[nly]

> If we had infrastructure that let us renew our TLS keys every 24 hours or so

The sad thing is... we do. 24 hours is a bit much, but why not have a different certificate for each server? The whole point of a certificate chain is to give us the flexibility to issue and revoke certificates from lower down in the tree... of course most of us serfs don't get the privilege of using our own intermediates.

Oh... and we're repeating some of the same mistakes in DNSSEC. Looking at deploying DNSSEC I kept reading that the general idea of the KSK was to function as a long-term key, and the ZSK as a short term key, but I have yet to see a method of managing things with the KSK offline that isn't like pulling teeth. The latest BIND requires that both the KSK and ZSK private keys be resident on your primary nameserver when you switch on the "auto-dnssec" magic.
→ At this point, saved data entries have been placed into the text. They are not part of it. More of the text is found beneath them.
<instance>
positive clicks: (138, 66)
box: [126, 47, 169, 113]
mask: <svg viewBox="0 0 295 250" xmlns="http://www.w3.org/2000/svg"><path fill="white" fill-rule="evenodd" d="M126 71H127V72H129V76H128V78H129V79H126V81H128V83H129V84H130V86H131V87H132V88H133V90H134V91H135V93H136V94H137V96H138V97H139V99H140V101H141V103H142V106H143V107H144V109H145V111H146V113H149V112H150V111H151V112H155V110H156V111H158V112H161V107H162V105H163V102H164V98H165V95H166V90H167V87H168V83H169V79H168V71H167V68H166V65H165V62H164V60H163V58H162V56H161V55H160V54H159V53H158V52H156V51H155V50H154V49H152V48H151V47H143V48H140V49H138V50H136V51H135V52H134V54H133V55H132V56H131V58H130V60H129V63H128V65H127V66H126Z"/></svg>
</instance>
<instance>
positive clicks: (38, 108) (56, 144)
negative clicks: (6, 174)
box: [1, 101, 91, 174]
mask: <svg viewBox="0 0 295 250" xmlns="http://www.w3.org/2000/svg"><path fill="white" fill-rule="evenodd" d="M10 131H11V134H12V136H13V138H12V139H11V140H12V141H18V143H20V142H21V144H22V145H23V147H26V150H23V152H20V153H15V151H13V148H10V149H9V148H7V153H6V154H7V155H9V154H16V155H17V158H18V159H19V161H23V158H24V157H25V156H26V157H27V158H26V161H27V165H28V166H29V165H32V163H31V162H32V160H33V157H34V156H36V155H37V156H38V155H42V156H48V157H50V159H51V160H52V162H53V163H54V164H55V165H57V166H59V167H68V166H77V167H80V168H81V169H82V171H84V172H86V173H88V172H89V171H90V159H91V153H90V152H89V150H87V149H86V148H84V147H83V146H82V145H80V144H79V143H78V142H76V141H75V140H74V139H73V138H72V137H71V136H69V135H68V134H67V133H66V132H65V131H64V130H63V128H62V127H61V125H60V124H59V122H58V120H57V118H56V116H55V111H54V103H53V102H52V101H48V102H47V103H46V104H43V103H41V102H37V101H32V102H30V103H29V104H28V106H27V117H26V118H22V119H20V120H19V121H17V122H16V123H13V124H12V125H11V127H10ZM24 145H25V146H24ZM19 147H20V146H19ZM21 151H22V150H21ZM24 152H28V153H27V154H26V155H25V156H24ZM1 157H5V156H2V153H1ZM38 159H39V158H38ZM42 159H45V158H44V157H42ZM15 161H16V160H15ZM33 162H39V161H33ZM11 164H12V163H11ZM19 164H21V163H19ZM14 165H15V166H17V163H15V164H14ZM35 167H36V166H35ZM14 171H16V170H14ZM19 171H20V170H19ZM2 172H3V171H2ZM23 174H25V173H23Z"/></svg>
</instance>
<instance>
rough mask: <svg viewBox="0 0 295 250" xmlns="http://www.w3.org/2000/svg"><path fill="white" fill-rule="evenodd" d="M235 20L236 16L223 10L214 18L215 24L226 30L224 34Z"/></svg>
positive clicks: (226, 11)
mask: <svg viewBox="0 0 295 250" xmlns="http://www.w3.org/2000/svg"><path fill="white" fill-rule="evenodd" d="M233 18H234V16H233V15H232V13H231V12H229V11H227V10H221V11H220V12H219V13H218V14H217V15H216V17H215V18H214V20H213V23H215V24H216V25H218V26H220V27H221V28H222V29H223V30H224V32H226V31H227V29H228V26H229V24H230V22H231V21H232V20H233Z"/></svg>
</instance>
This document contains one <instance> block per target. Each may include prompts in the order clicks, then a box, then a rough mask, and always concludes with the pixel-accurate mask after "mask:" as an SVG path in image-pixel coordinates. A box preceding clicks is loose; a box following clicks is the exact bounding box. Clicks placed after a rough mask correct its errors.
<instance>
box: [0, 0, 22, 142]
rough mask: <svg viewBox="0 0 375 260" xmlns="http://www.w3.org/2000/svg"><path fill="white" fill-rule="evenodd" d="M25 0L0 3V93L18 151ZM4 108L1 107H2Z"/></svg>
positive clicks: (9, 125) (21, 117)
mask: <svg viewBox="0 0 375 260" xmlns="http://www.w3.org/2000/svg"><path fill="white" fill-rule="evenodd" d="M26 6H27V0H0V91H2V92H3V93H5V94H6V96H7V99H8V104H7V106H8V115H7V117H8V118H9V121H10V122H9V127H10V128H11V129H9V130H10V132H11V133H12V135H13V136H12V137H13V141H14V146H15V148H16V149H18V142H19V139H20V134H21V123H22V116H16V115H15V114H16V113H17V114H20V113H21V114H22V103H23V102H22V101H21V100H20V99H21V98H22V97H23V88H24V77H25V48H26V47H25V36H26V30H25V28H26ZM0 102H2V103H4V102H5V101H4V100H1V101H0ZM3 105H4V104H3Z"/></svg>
Still, at least setting up DNSSEC is free.

[remosi]

The technique of not having the keys available to the process that's dealing in external bits works really well for DNSSEC. There's a program called opendnssec which takes care of keys, rotating them, and .... accesses them via PKCS#11. So you can use Hardware Security Module, or a softhsm. Since it's opendnssec that's doing the rotation of keys, that can run as a different user than your DNS server, so the fact that softhsm runs as a shared library is less of an issue.

opendnssec unfortunately is a little... industrial strength. It takes some time and consideration to configure unlike bind's "gimme the keys and I'll just take care of it for you" approach.